Ich habe heute endlich mal wieder dem Kaiser die Ehre erwiesen. Eine etwas spontane Aktion und ein Start zu unchristlicher Zeit - dafür bin ich aber reich belohnt worden mit einem traumhaften Tag und einer Tour die schon lange mal auf meiner Liste stand. Zudem mit mit einzelnen IIIer Stellen aber meist I-II für mich gerade noch solo vertretbar. Hinunter wird in die Steinerne Rinne abgeseilt was Vor- und Nachteile birgt. Man muss zwar die ganzen Kraxeleien nicht mehr runter aber dafür muss das Seil mit und die Abseilerei ist ja auch irgendwie nervig. Aber naja, man kann nicht alles haben.

Start um 5:15 Uhr  :o an der Griesener Alm. Nix los. Die Sonne geht grad auf. Alles leuchtet. Es ist angenehm frisch. Mit viel Schauen und Fotopausen geht's gemütlich hinauf in den Wildanger. Zwei Gämsen grasen friedlich am Wegesrand. Noch bevor die Seilversicherungen des Eggersteiges beginnen rechts hinauf zum Einstieg an einer markanten Schichtrinne. Brotzeit, kletterfertig machen und los geht's. Die Rinne wird oben zum Kamin und die erste IIIer Stelle muss überwunden werden. Mit Rucksack am Buckel gar nicht so einfach. #schwitz#
Dann weiter auf grasdurchsetzten Platten bis zu einer Gedenktafel am Grat vor den ersten Steilaufschwung. Es ist halb Acht. Auf der Strips wagen sich die ersten Wanderer hinaus.

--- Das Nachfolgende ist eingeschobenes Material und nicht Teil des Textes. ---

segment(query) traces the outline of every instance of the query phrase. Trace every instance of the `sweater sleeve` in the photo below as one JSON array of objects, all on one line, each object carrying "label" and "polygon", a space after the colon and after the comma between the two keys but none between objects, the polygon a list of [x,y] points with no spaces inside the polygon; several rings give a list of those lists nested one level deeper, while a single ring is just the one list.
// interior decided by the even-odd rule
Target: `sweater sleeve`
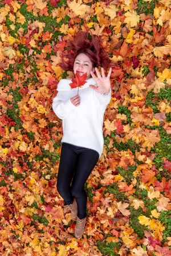
[{"label": "sweater sleeve", "polygon": [[110,90],[109,94],[104,95],[95,91],[95,97],[99,103],[100,106],[102,107],[106,107],[109,103],[111,99],[111,89]]},{"label": "sweater sleeve", "polygon": [[70,99],[64,100],[63,94],[64,92],[58,91],[52,102],[53,111],[60,119],[66,118],[75,107]]}]

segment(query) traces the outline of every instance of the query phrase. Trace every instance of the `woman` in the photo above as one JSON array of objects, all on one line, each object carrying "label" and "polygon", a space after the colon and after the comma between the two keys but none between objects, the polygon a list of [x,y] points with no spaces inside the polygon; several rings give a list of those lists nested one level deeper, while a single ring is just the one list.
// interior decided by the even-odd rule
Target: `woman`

Bild1: Predigtstuhl und Fleischbank mit Nordgrat
Bild2: Ellmauer Tor
Bild3: der Fleischbankpfeiler in magischem Licht
Bild4: im Wildanger
Bild5: Stripsenjochhaus

FS folgt...

StefanMuc

Servus Rossi,

ein Traum. Waren heute am Stripsenjoch mit der Familie und ich habe noch den Grat verfolgt und den Einstieg gesucht, da postest du heute die Tour. Bin mal gespannt, bitte gerne mit einigen Fotos  #foto3#


VG, Stefan

Brixentaler

Das wird wieder eine interessante Fotodokumentation - ich freue mich schon auf die Fortsetzung!

Auf der Website von Markus Stadler hab' ich gerade ein eindrucksvolles Übersichtsfoto vom Fleischbank Nordgrat mit eingezeichneter Route gefunden, siehe:

http://www.stadler-markus.de/uploads/tx_msrouten/nordgrat.jpg (Direktlink zum Foto)

bzw.

http://www.stadler-markus.de/alpinklettern/wilder-kaiser/kletterrouten/fleischbank/routeninfos/beschreibung/nordgrat.html (Routenbeschreibung)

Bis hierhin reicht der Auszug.